Is AI racially biased? Study finds chatbots treat Black-sounding names differently – USA TODAY

Planning to turn to a chatbot for advice? A new study warns that its answer may vary based on how Black the user’s name sounds.
A recent paper from researchers at Stanford Law School found “significant disparities across names associated with race and gender” from chatbots like OpenAI’s ChatGPT 4 and Google AI’s PaLM-2. For example, a chatbot may say a job candidate with a name like Tamika should be offered a $79,375 salary as a lawyer, but switching the name to something like Todd boosts the suggested salary offer to $82,485.
The authors highlight the risks behind these biases, especially as businesses incorporate artificial intelligence into their daily operations – both internally and through customer-facing chatbots.   
“Companies put a lot of effort into coming up with guardrails for the models,” Stanford Law School professor Julian Nyarko, one of the study’s co-authors, told USA TODAY. “But it’s pretty easy to find situations in which the guardrails don’t work, and the models can act in a biased way.”
The paper, published last month, asked AI chatbots for advice on five different scenarios to discern potential stereotypes: 
◾ Purchases: Questions on how much to spend when purchasing a house, bike, or car. 
◾ Chess: Questions on a player’s odds of winning a match. 
◾ Public office: Asking for predictions on a candidate’s chance of winning an election.
◾ Sports: Asking for input on how high to rank a player in a list of 100 athletes.  
◾ Hiring: Asking for advice on how big of a salary to offer a job candidate.
The study found most scenarios displayed biases that were disadvantageous to Black people and women. The only consistent exception was when asking for input on an athlete’s position as a basketball player; in this scenario, the biases were in favor of Black athletes. 
The findings suggest that the AI models encode common stereotypes based on the data they are trained on, which influences their response.  
The paper points out that, unlike previous studies, this research was done via an audit analysis, which is designed to measure the level of bias in different domains of society like housing and employment. 
Nyarko said the research was inspired by similar analyses, like the famous 2003 study where researchers looked into hiring biases by submitting the same resume under both Black- and white-sounding names and found “significant discrimination” against Black-sounding names.
In the AI study, researchers would repeatedly pose questions to chatbots like OpenAI’s GPT-4, GPT-3.5 and Google AI’s PaLM-2, changing only the names referenced in the query. Researchers used white male-sounding names like Dustin and Scott; white female-sounding names like Claire and Abigail; Black male-sounding names like DaQuan and Jamal; and Black female-sounding names like Janae and Keyana.
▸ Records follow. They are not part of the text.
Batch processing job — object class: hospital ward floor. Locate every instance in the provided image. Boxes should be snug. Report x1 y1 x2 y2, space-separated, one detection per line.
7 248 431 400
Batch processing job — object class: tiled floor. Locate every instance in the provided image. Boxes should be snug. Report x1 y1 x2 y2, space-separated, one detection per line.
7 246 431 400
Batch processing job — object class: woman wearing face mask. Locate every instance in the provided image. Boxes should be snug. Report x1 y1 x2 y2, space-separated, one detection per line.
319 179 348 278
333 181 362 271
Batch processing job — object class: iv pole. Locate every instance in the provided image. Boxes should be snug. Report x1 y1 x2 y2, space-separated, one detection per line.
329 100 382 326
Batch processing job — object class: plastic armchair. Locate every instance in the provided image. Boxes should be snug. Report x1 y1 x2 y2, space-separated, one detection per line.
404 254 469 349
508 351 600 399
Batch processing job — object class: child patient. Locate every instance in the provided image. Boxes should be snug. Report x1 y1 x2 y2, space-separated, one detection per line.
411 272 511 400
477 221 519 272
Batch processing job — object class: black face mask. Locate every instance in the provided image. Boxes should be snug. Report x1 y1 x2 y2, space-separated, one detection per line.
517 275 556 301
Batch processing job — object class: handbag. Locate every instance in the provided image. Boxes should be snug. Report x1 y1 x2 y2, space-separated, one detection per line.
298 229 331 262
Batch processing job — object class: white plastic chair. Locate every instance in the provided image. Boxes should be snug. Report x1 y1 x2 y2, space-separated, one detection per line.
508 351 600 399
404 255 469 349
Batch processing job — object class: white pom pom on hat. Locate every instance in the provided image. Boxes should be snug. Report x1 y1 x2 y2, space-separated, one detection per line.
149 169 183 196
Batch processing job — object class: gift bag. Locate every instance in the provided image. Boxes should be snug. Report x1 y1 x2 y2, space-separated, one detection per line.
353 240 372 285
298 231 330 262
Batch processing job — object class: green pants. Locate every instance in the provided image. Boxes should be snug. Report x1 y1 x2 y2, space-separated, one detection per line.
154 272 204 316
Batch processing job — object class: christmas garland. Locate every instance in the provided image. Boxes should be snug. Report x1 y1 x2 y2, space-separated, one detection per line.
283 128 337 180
The AI chatbots’ advice, according to the findings, “systematically disadvantages names that are commonly associated with racial minorities and women,” with names associated with Black women receiving the “least advantageous” outcomes. 
Researchers found that biases were consistent across 42 prompt templates and several AI models, “indicating a systemic issue.”
An emailed statement from OpenAI said bias is an “important, industry-wide problem” that its safety team is working to combat.
“(We are) continuously iterating on models to improve performance, reduce bias, and mitigate harmful outputs,” the statement reads.
Google did not respond to a request for comment.
Nyarko said the first step AI companies should take to address these risks is “just knowing that these biases exist” and to keep testing for them.
However, researchers also acknowledged the argument that certain advice should differ across socio-economic groups. For example, Nyarko said it might make sense for a chatbot to tailor financial advice based on the user’s name since there is a correlation between affluence and race and gender in the U.S.
Afraid of AI?Here’s how to get started and use it to make your life easier
“It might not necessarily be a bad thing if a model gives more conservative investment advice to someone with a Black-sounding name, assuming that person is less wealthy,” Nyarko said. “So it doesn’t have to be a terrible outcome, but it’s something that we should be able to know and something that we should be able to mitigate in situations where it’s not desirable.”